Except this is quite obviously not a die-shot (as in: colorized macro photography), but a visualization.
Frankly, it looks like a remastered SimFarm map.
 
Theme Hospital? :laugh:
That was isometric already! :D

Dungeon Keeper map view?

1584380554783.png
 
I am wondering if memory phy is more like 64-bit GDDR6 by looks of it. Look at navi 10 die shot (exactly the same amd way different to Piccasso )
 
the cpu cores are like rdna cu and not cpu cores, it's a render and not a die shot :'(
 
Low quality post by Tomorrow
Except this is quite obviously not a die-shot (as in: colorized macro photography), but a visualization.
Frankly, it looks like a remastered SimFarm map.

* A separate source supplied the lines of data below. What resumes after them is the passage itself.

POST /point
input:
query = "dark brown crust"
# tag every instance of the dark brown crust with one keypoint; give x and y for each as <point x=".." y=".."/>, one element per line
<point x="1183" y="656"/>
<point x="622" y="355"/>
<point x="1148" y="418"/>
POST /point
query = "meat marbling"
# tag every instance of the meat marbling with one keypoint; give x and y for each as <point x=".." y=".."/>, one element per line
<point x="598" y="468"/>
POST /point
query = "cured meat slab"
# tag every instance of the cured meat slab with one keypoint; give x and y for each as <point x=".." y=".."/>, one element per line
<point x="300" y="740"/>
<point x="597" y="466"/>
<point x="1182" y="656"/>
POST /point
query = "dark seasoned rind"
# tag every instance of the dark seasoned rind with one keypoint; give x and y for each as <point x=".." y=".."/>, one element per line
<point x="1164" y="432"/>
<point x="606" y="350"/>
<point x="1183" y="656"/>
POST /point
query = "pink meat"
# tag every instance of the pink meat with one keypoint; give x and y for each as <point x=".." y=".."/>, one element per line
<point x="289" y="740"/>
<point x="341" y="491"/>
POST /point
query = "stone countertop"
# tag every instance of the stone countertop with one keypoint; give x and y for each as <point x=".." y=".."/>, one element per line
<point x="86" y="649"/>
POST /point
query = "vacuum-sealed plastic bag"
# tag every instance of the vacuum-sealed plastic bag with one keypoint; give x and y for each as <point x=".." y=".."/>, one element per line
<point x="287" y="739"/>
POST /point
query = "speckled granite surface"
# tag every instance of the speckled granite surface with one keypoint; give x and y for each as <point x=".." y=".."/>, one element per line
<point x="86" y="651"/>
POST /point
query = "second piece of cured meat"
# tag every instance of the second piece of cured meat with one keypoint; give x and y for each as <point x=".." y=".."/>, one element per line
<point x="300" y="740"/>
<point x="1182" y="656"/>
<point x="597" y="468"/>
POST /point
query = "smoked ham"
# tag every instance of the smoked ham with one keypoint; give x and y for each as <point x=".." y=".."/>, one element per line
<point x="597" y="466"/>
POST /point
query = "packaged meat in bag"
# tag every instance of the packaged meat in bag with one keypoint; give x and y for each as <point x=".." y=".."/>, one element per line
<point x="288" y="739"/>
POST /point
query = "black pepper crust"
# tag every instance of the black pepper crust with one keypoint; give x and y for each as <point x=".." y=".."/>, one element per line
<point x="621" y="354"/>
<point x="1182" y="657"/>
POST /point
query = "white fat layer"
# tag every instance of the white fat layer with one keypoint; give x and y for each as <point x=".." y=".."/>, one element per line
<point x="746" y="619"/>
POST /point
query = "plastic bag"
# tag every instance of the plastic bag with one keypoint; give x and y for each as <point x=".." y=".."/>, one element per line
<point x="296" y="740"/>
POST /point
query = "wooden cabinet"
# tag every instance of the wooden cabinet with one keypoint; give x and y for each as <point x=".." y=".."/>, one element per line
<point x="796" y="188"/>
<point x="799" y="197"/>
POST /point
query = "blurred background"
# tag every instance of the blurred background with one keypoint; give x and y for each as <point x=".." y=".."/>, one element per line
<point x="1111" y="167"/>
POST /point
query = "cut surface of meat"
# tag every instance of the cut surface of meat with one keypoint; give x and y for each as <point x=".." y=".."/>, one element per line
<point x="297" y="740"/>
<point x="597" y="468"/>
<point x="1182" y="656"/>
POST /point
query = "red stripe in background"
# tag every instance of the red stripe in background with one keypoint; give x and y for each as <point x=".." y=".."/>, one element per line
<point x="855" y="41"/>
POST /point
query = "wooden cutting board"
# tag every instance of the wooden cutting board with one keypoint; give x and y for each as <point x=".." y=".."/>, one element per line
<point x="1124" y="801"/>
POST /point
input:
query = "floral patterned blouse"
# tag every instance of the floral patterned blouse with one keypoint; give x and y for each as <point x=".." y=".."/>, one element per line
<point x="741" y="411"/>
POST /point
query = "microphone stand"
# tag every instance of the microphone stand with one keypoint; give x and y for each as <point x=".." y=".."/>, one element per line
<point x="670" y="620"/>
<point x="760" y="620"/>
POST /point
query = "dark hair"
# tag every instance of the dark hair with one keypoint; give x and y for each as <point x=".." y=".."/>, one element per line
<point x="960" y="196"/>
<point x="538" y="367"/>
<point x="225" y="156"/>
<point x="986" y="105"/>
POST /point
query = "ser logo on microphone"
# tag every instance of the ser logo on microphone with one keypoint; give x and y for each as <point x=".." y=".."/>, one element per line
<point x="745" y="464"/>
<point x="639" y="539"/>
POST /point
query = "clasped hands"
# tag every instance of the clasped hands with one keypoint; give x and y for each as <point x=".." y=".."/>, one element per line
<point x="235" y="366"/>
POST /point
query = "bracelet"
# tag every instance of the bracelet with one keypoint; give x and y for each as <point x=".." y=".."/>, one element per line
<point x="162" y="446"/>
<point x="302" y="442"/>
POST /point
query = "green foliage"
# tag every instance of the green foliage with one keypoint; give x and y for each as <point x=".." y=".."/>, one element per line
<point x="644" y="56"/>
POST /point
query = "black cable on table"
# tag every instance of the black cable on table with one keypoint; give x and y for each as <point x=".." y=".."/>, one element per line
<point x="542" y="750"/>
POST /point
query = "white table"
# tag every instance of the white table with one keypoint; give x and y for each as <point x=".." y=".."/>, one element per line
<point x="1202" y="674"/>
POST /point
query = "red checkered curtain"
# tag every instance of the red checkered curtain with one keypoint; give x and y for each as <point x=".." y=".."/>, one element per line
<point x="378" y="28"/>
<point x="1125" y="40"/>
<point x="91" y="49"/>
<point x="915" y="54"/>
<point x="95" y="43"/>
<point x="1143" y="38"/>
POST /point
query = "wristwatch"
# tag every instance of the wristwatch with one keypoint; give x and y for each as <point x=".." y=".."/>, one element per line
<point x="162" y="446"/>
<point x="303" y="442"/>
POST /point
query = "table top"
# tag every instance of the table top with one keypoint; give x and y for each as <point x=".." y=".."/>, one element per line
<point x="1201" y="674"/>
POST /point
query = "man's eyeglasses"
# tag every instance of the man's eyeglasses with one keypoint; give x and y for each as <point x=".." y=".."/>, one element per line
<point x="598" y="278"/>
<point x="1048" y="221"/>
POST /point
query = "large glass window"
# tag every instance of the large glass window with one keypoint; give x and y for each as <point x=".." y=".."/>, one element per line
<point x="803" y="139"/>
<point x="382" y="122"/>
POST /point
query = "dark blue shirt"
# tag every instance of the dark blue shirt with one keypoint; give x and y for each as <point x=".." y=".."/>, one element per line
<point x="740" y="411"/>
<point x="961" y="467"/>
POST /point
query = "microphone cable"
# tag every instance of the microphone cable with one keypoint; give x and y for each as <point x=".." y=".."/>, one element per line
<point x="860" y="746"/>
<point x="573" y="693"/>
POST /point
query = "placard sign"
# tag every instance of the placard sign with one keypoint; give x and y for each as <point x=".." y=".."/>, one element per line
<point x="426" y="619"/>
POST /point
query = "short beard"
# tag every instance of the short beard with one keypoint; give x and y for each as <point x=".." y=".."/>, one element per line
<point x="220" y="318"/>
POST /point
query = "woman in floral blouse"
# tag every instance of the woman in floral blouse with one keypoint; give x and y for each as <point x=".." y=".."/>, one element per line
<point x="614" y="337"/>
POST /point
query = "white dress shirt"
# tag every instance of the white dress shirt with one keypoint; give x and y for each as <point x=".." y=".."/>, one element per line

Still faster than anything Intel can put out. Fight me.
 
the cpu cores are like rdna cu and not cpu cores, it's a render and not a die shot :'(
Those are RDNA WGPs; Two CUs per WGP. So, that is a 16 CU render. It's probably not Renoir, but Van Gogh or Cezanne.
No L1 Graphics, but L2 is per WGP, rather than shared. Of the L2, it looks like 2 MB L2.
The bottom thing across the memory phys, looks like a Navi 10/14 command processor.

NGCUs are basically;
Core+L2 SRAM - 0.5MB L3 SRAM - L3 Interface - 0.5 MB L3 SRAM - Infinity Fabric stuff - Another L3 Interface
Also, the thing that is next to it is awkwardly replicated. It kind looks like southbridge I/O.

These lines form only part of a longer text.